Quando
a televisão chegou, fazia uma semana que tinham levado meu irmão
para a cadeia.
Certa
manhã de segunda-feira, quando eu já começava a me perguntar por
que ninguém da companhia mineradora vinha me comunicar que eu devia
entregar a casa, apareceu o rosto vermelho do senhor administrador,
emoldurado na janela.
Embora
no deserto o sol jorre quase todos os dias do ano, aquela era uma
dessas raras manhãs nubladas. Naquela altura eu já tinha claro que
as coisas ruins me aconteciam em dias nublados. Se fosse verdade que
“as aranhas só tecem em dias nublados”, como dizia meu pai que
sua avó repetia sempre, minha má sorte viria a ser uma espécie de
aranha das mais laboriosas.
Quando
o gringo pôs a cara na janela e me chamou com seu cômico sotaque
estrangeiro, eu tinha posto o vestido da minha mãe, o rendado de
bolinhas vermelhas que papai odiava tanto e que em mim já ficava
perfeito.
Falei
para ele entrar.
Entrou
me olhando do mesmo jeito que tinha me olhado no cemitério. Com
aquele mesmo brilhozinho que vi nos olhos do agiota quando eu, toda
boba, sentada em seus joelhos contava o filme para ele. Mas o senhor
administrador tinha melhor estampa que o velho roto do agiota. E
tinha os olhos azuis.
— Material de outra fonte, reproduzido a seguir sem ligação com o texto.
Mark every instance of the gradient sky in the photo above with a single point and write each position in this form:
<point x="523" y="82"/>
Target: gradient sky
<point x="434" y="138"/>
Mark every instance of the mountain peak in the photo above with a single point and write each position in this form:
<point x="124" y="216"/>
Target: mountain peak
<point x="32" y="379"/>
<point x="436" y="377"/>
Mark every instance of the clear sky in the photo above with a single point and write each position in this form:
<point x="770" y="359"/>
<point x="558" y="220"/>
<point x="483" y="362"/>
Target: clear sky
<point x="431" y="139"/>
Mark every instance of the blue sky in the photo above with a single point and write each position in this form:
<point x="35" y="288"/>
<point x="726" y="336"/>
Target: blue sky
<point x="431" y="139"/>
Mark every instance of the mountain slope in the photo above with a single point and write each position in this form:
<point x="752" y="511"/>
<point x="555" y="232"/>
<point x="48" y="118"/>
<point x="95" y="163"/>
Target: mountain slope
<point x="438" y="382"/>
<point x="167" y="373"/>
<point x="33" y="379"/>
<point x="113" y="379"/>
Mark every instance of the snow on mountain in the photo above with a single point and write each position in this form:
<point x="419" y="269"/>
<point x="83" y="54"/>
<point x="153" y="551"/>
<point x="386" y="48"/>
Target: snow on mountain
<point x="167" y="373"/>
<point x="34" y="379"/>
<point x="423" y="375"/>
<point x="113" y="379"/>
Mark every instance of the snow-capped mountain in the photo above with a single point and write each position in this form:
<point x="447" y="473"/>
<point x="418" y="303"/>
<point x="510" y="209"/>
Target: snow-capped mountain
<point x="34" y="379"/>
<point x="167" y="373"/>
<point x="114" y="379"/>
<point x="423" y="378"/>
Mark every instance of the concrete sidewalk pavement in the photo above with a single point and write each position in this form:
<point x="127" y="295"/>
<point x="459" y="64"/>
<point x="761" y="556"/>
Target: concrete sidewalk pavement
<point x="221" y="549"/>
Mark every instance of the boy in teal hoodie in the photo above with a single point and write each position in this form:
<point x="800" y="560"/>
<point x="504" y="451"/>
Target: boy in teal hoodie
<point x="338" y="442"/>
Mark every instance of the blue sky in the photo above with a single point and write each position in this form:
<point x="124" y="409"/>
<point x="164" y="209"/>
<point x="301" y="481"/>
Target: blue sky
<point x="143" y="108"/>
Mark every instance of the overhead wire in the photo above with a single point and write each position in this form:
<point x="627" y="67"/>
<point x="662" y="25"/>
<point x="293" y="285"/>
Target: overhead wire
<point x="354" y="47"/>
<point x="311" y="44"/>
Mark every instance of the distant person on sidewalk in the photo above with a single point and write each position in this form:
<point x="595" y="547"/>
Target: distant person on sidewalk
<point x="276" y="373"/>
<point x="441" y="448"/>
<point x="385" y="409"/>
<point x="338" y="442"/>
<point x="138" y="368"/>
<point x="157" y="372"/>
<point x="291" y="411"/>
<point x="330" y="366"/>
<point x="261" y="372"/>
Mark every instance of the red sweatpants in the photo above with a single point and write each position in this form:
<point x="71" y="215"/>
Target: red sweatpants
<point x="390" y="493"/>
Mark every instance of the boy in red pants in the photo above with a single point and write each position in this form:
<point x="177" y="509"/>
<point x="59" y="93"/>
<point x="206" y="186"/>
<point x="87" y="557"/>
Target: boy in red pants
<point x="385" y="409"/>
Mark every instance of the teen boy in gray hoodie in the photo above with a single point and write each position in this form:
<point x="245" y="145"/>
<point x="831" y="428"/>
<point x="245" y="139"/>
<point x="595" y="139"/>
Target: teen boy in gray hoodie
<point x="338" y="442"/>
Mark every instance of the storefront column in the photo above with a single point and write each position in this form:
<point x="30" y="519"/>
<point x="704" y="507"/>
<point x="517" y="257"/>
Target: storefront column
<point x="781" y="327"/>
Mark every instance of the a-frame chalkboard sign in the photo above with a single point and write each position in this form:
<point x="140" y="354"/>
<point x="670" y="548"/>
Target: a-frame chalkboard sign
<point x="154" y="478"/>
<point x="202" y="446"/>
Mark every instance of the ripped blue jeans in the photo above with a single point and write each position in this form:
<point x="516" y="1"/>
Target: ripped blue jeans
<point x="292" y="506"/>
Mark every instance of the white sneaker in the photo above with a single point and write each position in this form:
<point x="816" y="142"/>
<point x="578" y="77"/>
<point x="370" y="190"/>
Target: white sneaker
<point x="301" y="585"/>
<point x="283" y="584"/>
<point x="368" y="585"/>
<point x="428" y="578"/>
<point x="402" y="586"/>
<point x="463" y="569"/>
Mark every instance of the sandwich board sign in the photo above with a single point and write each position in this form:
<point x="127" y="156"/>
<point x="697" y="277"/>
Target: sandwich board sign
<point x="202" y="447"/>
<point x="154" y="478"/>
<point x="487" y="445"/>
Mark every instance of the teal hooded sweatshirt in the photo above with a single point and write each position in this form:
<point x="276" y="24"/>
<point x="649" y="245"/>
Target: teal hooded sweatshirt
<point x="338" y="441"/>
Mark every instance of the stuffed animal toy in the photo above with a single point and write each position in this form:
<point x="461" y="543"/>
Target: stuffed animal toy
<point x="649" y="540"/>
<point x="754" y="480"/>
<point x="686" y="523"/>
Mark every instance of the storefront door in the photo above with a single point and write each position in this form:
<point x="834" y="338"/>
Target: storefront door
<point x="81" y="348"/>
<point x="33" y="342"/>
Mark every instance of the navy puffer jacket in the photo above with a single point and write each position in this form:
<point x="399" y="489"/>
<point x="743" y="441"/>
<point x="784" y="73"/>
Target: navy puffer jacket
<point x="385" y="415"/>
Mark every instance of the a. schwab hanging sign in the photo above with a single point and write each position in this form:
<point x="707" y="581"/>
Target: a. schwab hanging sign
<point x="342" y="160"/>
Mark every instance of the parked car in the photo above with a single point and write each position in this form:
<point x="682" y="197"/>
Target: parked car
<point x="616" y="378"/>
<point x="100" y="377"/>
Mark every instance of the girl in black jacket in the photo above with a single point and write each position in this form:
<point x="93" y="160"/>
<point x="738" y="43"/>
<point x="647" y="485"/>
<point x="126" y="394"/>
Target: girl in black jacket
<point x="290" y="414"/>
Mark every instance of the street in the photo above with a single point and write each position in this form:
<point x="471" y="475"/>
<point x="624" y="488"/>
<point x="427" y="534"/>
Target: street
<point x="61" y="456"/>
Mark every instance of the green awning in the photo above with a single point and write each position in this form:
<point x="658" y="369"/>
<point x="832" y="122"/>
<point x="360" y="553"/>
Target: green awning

As pessoas diziam que era um gringo simpático.
Usava
chapéu panamá.
Fumava
cachimbo.
Falava
um espanhol que fazia rir.
Também
se falava que era casado quando chegou por estes pagos, mas que a
mulher preferiu voltar para seu país quando viu a insuportável
paisagem do deserto de Atacama. “Aqui as mulheres se transformam em
estátuas de sal”, dizem que ela falou.
O
senhor administrador me perguntou se eu sabia que precisava entregar
a casa.
Eu
disse que sim.
Ele
me perguntou se eu tinha para onde ir.
Eu
disse que não.
Ele
me perguntou se eu queria ficar.
Eu
disse que sim.
Ele
me perguntou se eu sabia fazer alguma outra coisa além de contar
filmes.
Eu
disse que não.
Então
ele ficou me olhando. Sabido. Como se olhasse um cavalo de corrida.
Depois,
deu uma pensativa tragada em seu cachimbo e começou a passear
recortado contra a parede branca onde eu contava meus filmes. Comecei
a observá-lo em silêncio. Quando parou e, com a mão no queixo
tornou a me olhar, recordei – pelo seu gesto de pôr a mão no
queixo – tê-lo visto em casa uma vez, falando com a minha mãe.
Aquilo foi nos tempos em que meu pai ainda trabalhava.
“Vamos
ver o que se pode fazer por você, mocinha”, disse ele enfim.
A
questão é que terminei trabalhando de empacotadora no armazém
durante o dia e, durante as noites, dormindo nos braços do senhor
administrador.
Embora
não estivéssemos no campo, e aqui não fosse costume, eu tinha
catorze anos e o gringo, cinquenta e um.